Antique pagan philosophies and religions said all creation was made from the four elements of earth, wind, fire, and water. Gods and goddesses were the divine beings who animated and controlled these elements. Priests and priestesses were the humans who dared negotiate the spiritual territory between ordinary folks and the ravages of the elements.
Well, we've had a few millennia to get past that simplistic world view. We now know that the world is made of subatomic forces held together with some kind of Einsteinian peanut butter. There's beauty in nature, but gods and goddesses are just a bunch of fun metaphors. No one believes in The Four Elements anymore.
No one except people who live inside houses and apartment buildings. There's nothing like one little house to turn Modern Mankind into Bawling Ancients crawling on their knees and pleading on their cell phones to anyone who claims they can defend a house from earth, wind, fire, and water.

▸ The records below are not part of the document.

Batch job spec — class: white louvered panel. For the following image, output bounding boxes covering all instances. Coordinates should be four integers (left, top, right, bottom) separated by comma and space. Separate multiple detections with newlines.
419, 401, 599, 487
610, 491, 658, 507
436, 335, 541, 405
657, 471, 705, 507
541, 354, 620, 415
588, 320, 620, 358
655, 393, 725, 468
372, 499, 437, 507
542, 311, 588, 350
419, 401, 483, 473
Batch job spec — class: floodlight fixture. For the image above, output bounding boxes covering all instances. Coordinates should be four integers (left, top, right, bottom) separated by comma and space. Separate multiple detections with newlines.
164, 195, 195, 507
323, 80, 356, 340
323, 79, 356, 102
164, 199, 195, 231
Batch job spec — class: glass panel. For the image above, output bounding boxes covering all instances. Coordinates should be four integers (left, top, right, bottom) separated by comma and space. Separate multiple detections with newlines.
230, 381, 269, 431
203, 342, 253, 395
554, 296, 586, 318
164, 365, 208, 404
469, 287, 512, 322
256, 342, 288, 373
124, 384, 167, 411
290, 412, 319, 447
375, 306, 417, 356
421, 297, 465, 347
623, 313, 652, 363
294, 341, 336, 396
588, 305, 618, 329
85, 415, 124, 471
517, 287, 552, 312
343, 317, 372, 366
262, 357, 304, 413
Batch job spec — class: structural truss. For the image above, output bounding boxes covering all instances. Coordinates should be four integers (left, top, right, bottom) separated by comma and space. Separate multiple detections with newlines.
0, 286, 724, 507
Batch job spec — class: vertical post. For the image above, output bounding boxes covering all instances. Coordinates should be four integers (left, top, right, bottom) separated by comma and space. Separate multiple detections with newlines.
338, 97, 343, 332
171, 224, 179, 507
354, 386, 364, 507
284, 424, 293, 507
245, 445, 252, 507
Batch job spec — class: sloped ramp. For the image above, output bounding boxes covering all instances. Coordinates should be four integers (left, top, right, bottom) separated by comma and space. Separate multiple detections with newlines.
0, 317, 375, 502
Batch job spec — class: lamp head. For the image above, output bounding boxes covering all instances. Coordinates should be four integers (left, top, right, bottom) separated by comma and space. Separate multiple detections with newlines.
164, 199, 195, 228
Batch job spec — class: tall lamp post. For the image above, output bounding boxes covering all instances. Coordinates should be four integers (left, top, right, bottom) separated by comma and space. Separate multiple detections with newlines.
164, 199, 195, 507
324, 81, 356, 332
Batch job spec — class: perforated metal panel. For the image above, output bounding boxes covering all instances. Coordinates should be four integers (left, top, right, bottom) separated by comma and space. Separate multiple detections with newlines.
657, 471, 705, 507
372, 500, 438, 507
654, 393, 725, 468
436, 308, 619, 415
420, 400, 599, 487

Of course, the priests and priestesses of this religion are plumbers, electricians, chimney sweeps, roofers, tuckpointers, and various other tradespeople who are not confounded by basement seepage and poor air flow in the attic. I go to church regularly, but rarely do my Sunday morning feelings get close to the reverence and terror I have known in my own home.
Have you ever gone into your basement during a rainstorm and noticed an odd puddle over there on the floor? And then looked up to see water burbling out of hairline cracks in the foundation? Shudder. The basement sealing expert was not intimidated, but we were so unnerved we sold the house and left the state.
Or the morning I switched on the bathroom light in my first apartment. A weird, greenish light suffused the small space. I looked up at the globe fixture and wondered how it had obtained that curious tornado sky color overnight. And then realized the fixture was filled with water.
I called my landlady. This woman, who had ignored quite a few requests for quite a long time, was suddenly very interested in my apartment. Plumbers and electricians were standing in my (empty) bathtub not long after, re-creating balance among the Four Elements while racking up some dandy bills for Mrs. Foltos.
So I have come to this realization. Don't call it home repair. Don't get your knits in a knot because every time you turn around, you have to call another guy to repair another problem.
Call it Dabbling in Early Religion. When there's a funny smell in the stove vent, or the toilet stack gets plugged by a fat and wayward squirrel, or mildew makes neon stripes down the walls, don't fuss and despair. Look in the yellow pages under oracles and seers. Gather your offering; generally wheelbarrows filled with cash. Go to your nearest sacred grove and contemplate the ideal of a firm, dry house with windows that never leak, wiring that never blinks, a foundation that never shifts, and trim that never wiggles.
Now there's the ancient kingdom come.